U.S. forces struck Kharg Island, reportedly hitting more than 90 Iranian military targets while reportedly preserving the island's oil infrastructure; Kharg handles ~90% of Iran's crude exports and the Strait of Hormuz transits ~20% of global oil. President Trump issued an ultimatum and plans naval escorts/coalition warships to reopen the Strait, raising the risk of escalation and retaliatory strikes that could threaten regional energy assets and shipping.
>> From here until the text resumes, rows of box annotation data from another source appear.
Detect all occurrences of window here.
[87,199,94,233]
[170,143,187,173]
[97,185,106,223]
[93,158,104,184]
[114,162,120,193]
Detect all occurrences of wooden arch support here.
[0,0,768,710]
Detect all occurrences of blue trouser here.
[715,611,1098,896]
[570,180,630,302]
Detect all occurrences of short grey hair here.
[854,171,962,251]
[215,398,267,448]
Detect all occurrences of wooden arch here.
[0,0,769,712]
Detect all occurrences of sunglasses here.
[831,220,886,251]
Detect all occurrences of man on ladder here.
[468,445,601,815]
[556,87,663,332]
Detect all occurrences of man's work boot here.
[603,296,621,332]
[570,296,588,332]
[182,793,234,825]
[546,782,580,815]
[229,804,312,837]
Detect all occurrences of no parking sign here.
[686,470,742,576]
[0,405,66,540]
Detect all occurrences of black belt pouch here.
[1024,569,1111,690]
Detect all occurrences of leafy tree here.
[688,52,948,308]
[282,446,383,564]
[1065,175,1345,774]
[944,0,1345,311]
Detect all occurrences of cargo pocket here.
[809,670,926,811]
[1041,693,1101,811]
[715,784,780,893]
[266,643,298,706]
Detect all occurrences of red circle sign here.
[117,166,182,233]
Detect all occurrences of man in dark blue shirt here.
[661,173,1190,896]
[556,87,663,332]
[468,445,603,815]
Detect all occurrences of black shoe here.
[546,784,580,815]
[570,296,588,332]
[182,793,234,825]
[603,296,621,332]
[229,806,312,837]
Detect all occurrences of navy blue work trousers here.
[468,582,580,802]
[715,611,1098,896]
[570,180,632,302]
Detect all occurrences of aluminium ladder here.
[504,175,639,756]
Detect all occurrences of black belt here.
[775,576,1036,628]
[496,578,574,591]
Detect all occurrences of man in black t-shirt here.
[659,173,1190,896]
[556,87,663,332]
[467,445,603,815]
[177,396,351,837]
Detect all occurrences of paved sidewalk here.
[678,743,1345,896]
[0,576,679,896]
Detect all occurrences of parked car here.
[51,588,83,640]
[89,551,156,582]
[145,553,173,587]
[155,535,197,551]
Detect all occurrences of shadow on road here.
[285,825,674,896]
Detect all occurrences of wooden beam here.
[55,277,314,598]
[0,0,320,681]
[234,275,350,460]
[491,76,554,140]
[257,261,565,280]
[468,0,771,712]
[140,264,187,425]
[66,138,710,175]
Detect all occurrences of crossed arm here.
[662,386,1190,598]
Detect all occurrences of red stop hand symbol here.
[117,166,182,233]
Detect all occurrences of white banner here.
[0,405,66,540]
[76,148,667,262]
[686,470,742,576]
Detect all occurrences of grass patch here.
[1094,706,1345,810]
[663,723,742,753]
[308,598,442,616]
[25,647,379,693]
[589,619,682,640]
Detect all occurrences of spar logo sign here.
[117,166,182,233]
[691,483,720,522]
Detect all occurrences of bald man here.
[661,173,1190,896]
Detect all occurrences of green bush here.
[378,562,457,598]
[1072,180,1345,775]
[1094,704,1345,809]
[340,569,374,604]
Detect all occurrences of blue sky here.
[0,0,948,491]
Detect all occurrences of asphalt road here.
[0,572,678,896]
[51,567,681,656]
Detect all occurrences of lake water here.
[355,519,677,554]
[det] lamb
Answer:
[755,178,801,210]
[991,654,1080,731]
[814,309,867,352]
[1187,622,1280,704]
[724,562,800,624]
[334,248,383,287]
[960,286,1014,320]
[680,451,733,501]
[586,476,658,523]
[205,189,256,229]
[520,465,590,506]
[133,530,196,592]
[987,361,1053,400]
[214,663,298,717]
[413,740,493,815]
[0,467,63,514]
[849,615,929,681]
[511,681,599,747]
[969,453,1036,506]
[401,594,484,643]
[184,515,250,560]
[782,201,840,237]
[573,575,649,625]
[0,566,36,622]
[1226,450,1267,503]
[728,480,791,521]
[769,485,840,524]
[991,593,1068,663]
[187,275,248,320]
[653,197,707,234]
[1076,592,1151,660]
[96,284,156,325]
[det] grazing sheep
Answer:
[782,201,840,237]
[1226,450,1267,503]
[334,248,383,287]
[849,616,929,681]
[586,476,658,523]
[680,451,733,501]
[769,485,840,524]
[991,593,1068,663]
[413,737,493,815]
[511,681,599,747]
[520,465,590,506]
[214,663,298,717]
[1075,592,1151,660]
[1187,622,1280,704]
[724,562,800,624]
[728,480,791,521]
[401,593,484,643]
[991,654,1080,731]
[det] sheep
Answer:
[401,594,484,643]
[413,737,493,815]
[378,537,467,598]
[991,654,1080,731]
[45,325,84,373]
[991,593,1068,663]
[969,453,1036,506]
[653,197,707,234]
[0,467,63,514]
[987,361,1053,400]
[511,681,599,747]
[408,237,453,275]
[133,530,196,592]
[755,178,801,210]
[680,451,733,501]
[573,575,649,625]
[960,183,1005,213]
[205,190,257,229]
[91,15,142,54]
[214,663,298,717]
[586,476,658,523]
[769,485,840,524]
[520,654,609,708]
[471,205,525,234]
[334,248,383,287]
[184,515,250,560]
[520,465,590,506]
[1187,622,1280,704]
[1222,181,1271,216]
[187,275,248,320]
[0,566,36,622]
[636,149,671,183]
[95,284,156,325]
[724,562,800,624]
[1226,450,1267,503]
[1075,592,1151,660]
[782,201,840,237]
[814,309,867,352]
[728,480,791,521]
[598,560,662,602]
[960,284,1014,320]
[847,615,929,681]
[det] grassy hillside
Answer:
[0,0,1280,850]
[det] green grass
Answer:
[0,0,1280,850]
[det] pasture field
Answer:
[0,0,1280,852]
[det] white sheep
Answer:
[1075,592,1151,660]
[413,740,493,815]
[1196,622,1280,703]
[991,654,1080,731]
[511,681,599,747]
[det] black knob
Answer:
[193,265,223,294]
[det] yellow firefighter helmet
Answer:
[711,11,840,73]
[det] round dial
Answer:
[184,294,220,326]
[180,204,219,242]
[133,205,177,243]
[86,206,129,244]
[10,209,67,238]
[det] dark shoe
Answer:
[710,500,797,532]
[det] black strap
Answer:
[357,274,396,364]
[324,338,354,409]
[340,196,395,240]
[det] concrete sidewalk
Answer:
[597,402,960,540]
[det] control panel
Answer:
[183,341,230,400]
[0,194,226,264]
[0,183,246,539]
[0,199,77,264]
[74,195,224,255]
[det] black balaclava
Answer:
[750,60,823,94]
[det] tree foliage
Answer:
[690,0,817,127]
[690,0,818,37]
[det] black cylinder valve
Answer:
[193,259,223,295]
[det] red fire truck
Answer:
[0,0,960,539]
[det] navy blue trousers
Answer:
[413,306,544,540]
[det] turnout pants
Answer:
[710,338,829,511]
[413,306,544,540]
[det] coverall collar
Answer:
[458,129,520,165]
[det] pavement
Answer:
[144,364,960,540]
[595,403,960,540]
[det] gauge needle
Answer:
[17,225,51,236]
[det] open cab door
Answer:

Expect immediate risk-off moves: higher oil price volatility, wider shipping and insurance spreads, and upside pressure on energy and commodity markets; monitor any confirmed damage to energy infrastructure and Iran's retaliation signals.

Analysis

The strike raises a tangible energy security premium that will show up first in short-dated oil volatility, tanker time-charters, and war-risk insurance pricing. Expect Brent/WTI implied vol to reprice higher by 4–8 vol points within the first week if follow-on skirmishes occur; tanker TC rates (VLCC/Suezmax) can rise 30–70% in the first 2–6 weeks due to rerouting and higher idle/storage demand. Second-order winners include owners/operators of crude tankers and floating storage (operational leverage to higher dayrates and contango), large integrated producers with flexible export infrastructure, and defense/shipbuilding contractors supplying escorts and depot security. Losers are short-cycle refiners and shipping-dependent trade flows (spot LPG/crude arbitrage closes), and traders who run tight physical hedges — war-risk premiums will throttle smaller counterparties and raise cost-of-capital for spot shipments. Catalysts and timelines: immediate (days) — episodic oil spikes and insurance repricings; short-term (weeks) — coalition naval escorts, formal war-risk corridors, and re-routing that materially increases freight cost and time-to-market; medium-term (3–12 months) — sustained price elevation leading to demand erosion and policy responses (SPR releases, diplomatic channels). De-escalation, credible naval convoy coordination, or pre-emptive SPR sales are the clearest reversers of the risk premium.